Description
Part A: (10 points)
For any two current embedded processors (e.g., ARM7, ARM9, Intel 8051, TI MSP430,
MIPS32, RISCV E7 or S7), provide the details of the microarchitecture of the pipeline
(e.g., the width of the data path, the number of pipeline stages, number of instructions
issued per cycles, the number of integer units, the branch resolution unit, the names of the
pipeline stages, etc.).
You might not find every one of these details but provide at least 3
different pipeline characteristics that you can compare between two embedded CPUs.
Make sure to cite your sources.
Part B: (40 points)
We are providing you with an instruction trace named itrace.out.gz (the file has been
compressed with gzip, so you will need to decompress it before using it). The trace is from
tracing the execution of gcc from the SPECint2000 benchmark suite. The file contains 16
million conditional branches. The trace file simply lists the 64-bit instruction address for
each conditional branch instruction executed (addresses are in decimal), followed by an
indication of either taken (T) or not taken (N).
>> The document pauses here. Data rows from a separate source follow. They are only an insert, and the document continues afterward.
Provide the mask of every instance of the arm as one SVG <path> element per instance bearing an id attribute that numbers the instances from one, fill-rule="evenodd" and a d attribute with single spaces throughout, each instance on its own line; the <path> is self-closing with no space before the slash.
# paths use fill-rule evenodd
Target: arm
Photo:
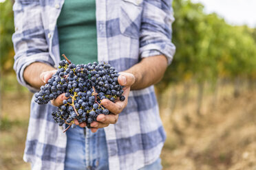
<path id="1" fill-rule="evenodd" d="M 14 69 L 21 85 L 36 92 L 42 82 L 42 71 L 53 69 L 54 62 L 49 54 L 43 21 L 41 6 L 35 1 L 17 0 L 13 5 L 15 32 L 12 42 L 15 51 Z"/>
<path id="2" fill-rule="evenodd" d="M 38 89 L 52 77 L 56 69 L 42 62 L 34 62 L 28 66 L 23 73 L 25 81 Z"/>
<path id="3" fill-rule="evenodd" d="M 167 66 L 167 58 L 163 55 L 143 58 L 140 62 L 125 71 L 135 77 L 131 89 L 140 90 L 158 82 Z"/>
<path id="4" fill-rule="evenodd" d="M 114 104 L 107 99 L 102 104 L 114 114 L 100 114 L 98 122 L 93 122 L 92 132 L 104 127 L 109 123 L 116 123 L 118 114 L 126 107 L 130 88 L 139 90 L 159 82 L 171 64 L 175 53 L 175 46 L 171 42 L 171 23 L 174 21 L 171 8 L 172 1 L 145 0 L 142 15 L 140 35 L 140 57 L 141 61 L 123 72 L 118 82 L 125 87 L 126 99 Z M 122 77 L 125 76 L 126 81 Z"/>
Here is a snippet of the trace:
3086632129 N
3086632133 T
3086632129 N
3086632133 T
The uncompressed trace is over 300MB in size, so keep it gzipped when not using it.
Your assignment is to write a simulator to model two simple conditional branch predictors.
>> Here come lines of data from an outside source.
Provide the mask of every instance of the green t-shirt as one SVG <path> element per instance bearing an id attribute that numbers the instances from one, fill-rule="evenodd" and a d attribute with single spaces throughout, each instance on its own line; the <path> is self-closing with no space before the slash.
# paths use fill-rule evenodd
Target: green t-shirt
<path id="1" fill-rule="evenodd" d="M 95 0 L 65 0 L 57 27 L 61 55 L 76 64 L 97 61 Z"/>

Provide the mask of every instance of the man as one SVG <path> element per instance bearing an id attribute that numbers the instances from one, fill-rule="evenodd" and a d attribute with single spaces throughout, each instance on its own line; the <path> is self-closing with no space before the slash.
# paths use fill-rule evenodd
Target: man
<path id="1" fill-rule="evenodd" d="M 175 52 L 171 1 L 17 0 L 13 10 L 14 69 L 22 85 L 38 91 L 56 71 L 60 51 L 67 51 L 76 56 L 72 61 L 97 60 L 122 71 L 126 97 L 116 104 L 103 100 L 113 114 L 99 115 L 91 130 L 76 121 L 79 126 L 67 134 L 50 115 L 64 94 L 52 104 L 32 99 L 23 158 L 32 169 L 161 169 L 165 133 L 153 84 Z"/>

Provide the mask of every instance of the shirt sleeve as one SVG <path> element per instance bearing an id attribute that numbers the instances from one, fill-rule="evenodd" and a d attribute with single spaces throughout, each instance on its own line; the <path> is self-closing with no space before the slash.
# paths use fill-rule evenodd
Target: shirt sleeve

The first predictor will have 64 1-bit predictors, saving the action of the last branch
outcome to predict the outcome of the next branch. The second predictor will use 32 2-bit
counters to predict branches. Assume initially that the 2-bit counters are initialized to be
weakly not-taken.
Write a simple simulator that models the 2 predictors and processes the instruction trace
provided. Submit both the code for your branch predictor simulator (on Canvas) and report
on the number of buffer misses (first time taken branches), and the number of correct and
incorrect predictions for this trace for each predictor. Add a discussion explaining why
one predictor does better than the other.
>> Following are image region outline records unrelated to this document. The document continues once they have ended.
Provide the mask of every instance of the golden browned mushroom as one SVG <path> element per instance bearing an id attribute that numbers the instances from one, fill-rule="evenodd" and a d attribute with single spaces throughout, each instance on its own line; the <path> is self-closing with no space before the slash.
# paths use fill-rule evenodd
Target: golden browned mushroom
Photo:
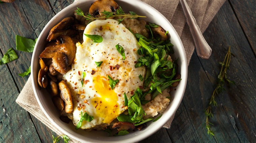
<path id="1" fill-rule="evenodd" d="M 73 113 L 74 111 L 74 104 L 72 94 L 68 85 L 62 80 L 59 83 L 59 88 L 60 91 L 60 97 L 65 102 L 65 112 L 69 114 Z"/>
<path id="2" fill-rule="evenodd" d="M 128 122 L 116 122 L 114 123 L 112 126 L 113 129 L 117 129 L 118 132 L 125 130 L 132 131 L 135 128 L 135 126 L 133 124 Z"/>
<path id="3" fill-rule="evenodd" d="M 52 40 L 56 39 L 62 34 L 64 31 L 67 29 L 74 22 L 74 18 L 72 17 L 68 17 L 63 19 L 51 29 L 46 40 L 51 41 Z"/>
<path id="4" fill-rule="evenodd" d="M 168 36 L 165 35 L 165 31 L 161 27 L 159 26 L 155 28 L 151 27 L 151 28 L 154 34 L 160 36 L 161 40 L 165 41 L 168 39 Z"/>
<path id="5" fill-rule="evenodd" d="M 177 80 L 177 79 L 180 79 L 181 78 L 181 74 L 176 74 L 176 75 L 175 75 L 175 76 L 173 78 L 173 80 Z M 176 81 L 176 82 L 174 82 L 172 84 L 172 87 L 177 87 L 177 86 L 178 86 L 179 83 L 180 83 L 180 81 Z"/>
<path id="6" fill-rule="evenodd" d="M 115 12 L 118 8 L 118 5 L 113 0 L 98 0 L 91 6 L 89 13 L 94 17 L 100 17 L 104 10 Z"/>
<path id="7" fill-rule="evenodd" d="M 68 58 L 64 53 L 58 53 L 53 58 L 52 64 L 56 71 L 64 74 L 69 71 L 68 62 Z"/>
<path id="8" fill-rule="evenodd" d="M 64 108 L 64 103 L 63 100 L 60 97 L 55 96 L 53 97 L 52 99 L 53 100 L 54 105 L 59 110 L 61 111 L 63 110 Z"/>
<path id="9" fill-rule="evenodd" d="M 50 72 L 50 74 L 53 76 L 56 75 L 59 72 L 53 68 L 52 63 L 50 65 L 49 71 Z"/>
<path id="10" fill-rule="evenodd" d="M 72 64 L 75 56 L 75 46 L 70 37 L 62 36 L 61 38 L 62 44 L 47 47 L 39 57 L 52 58 L 58 53 L 64 53 L 67 56 L 68 65 L 69 66 Z"/>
As an added step, experiment with other prediction algorithms (besides a 2-bit counter).
You only have 16 entries in total for these alternative algorithms. The best performing
algorithm will receive 25 extra credit points.
Part C: (25 points)
To build a better understanding of pipelining and superscalar concepts, complete problems
C.1 (parts a-b) and C.7 (parts a-b) in the textbook in Appendix C, and problems 3.1, 3.2,
3.3 and 3.18 from Chapter 3. Make sure to state any and all assumptions you make when
answering these problems.
Part D: (25 points)
The following is x86 assembly. Write equivalent code in C and RISC-V assembly. (It will
probably be easier for you to write the C code first, and then the RISC-V assembly
equivalent.) For C code, include a mapping between the variables you use and the x86
registers; for RISC-V code, include a mapping between the RISC-V registers you use and
the x86 registers.
Your code should run on the BRISC-V simulator. Remember to only
use the RV32I instruction subset.
.text
.globl main
main:
movl $0x0, %ebx
movl $0x0, %ecx
jmp here
tloop: mov %ecx, %eax
add %eax, %ebx
addl $0x1, %ecx
here: cmpl $0x63, %ecx
jle tloop
ret
Part E:
Extra credit: (30 points) β added to your quiz grade
Find a tool to generate a data address trace for the linpack.c program run on X86. Only
collect data addresses for all load and store instructions. Vary the size of the matrix (the
value of N in line 44 in the linpack.c code).
Identify how many unique pages of memory
(assume a 2KB page size) are touched by data references in your code. Plot the number
of unique pages versus the value of N (careful, making N too large will cause problems
for the hardware). How are you going to get this done? You could modify a simulator
that can save the trace, or you can use a profiling tool that provides you with the ability to
generate the traces and record the address for all loads and stores. This is your choice.
Provide details on what tool you used.